The best act I remember was a guy singing to "Say Say Say" by Michael Jackson and Paul McCartney. Half his body (makeup, clothes) was to look like Paul, and half was Michael. When it came time for one of them to sing, he'd turn that side of his body to the camera. It was pretty cool.
But going back to Singin' In The Rain, you'd think that following that formula, the guy or guys who did the singing for Rob and Fab would have catapaulted into superstardom. They didn't. Bummer.
[In typing this review, I remember another lip-synch story - it was in some primary reader I had or something - a school was putting on a Thanksgiving musical or some such thing, and the girl who looked most Indian couldn't sing to save her life, but the best singer didn't look Indian at all. So they taped the good singer's voice and the Indian-looking girl lip-synched. This is actually very much like the plot of Singin' In The Rain, except you don't have anyone falling in love with the singing girl (which, at the age these kids were supposed to be, would be hideously illegal).]

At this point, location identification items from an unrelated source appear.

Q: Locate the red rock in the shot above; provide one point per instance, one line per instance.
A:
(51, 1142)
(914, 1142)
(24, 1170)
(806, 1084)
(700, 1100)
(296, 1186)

Even within the movie itself there's lip-synching. Some of Debbie Reynolds's songs were dubbed by actress Betty Noyes, and - here's a complicated one - when Kathy Selden (Reynolds) is dubbing lines for Lina Lamont (Jean Hagen), it's not the voice of Debbie Reynolds we hear, but the voice of Jean Hagen.

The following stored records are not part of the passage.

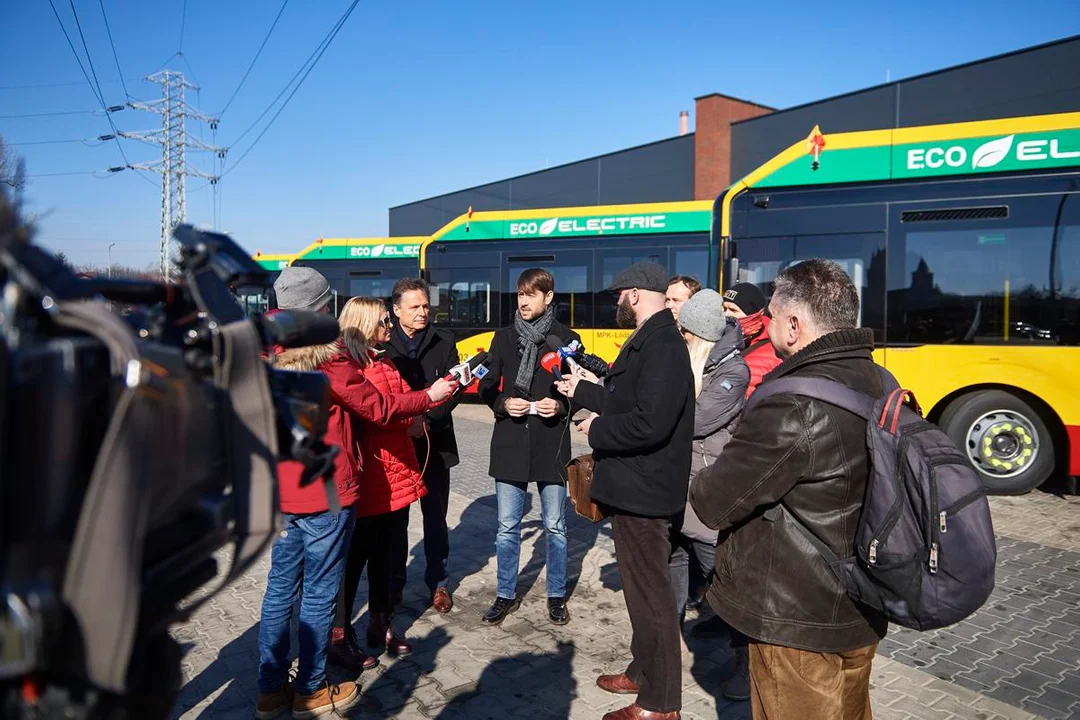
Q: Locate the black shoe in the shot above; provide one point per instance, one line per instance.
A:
(499, 610)
(738, 685)
(713, 627)
(557, 611)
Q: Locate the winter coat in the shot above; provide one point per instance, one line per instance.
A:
(392, 474)
(530, 448)
(436, 354)
(760, 356)
(716, 415)
(352, 397)
(794, 456)
(644, 436)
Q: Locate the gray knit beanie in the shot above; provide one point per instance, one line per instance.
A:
(301, 288)
(703, 315)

In Gene Kelly's dreamed dance with Cyd Charrise, she's wearing a dress with a huge, long, 25-foot piece of fabric floating off it. (I'm not exaggerating, either; the liner notes of the laser disc said it was 25 feet long.) During their dance, this piece of fabric flies and floats in the air, almost a third dancer in the scene. How did they do this? If they used big fans, Cyd must have used some wicked strong hairspray to keep her hair in place; it doesn't budge an inch (compare this to when I'm driving in the car with the window open - my hair turns into a rat's nest). If it's suspended by wires, they must have been really thin wires that could twist with no problem. Anyone know how they did this?
This is the only movie I've seen of Donald O'Connor's, but I really want to see more. He's phenomenal in this movie! "Make 'Em Laugh", when he runs up the wall (like the guy in The Full Monty tried to do and failed), just great.
Then, of course, there's the big number. "Singin' In The Rain." Gene Kelly had a temperature of 103 that day, but you sure as hell couldn't tell by looking at him. (They mixed the rain water with milk, so it would show up better on screen. Kelly was worried that it would shrink his wool suit.) When Gene Kelly died, one television network (I believe it was ABC) ran this sequence, without commentary, as their remembrance of him. It fit. [Having seen A Clockwork Orange before this movie, I was kinda hopin' that Gene would start beating up the cop at the very end, but that wouldn't have been nice.]
They don't make movies like this anymore - big, honkin', sprawlin' musicals with incredible dancing and singing. They really should.
I would heartily recommend this movie to anyone, and I'll probably end up buying it relatively soon.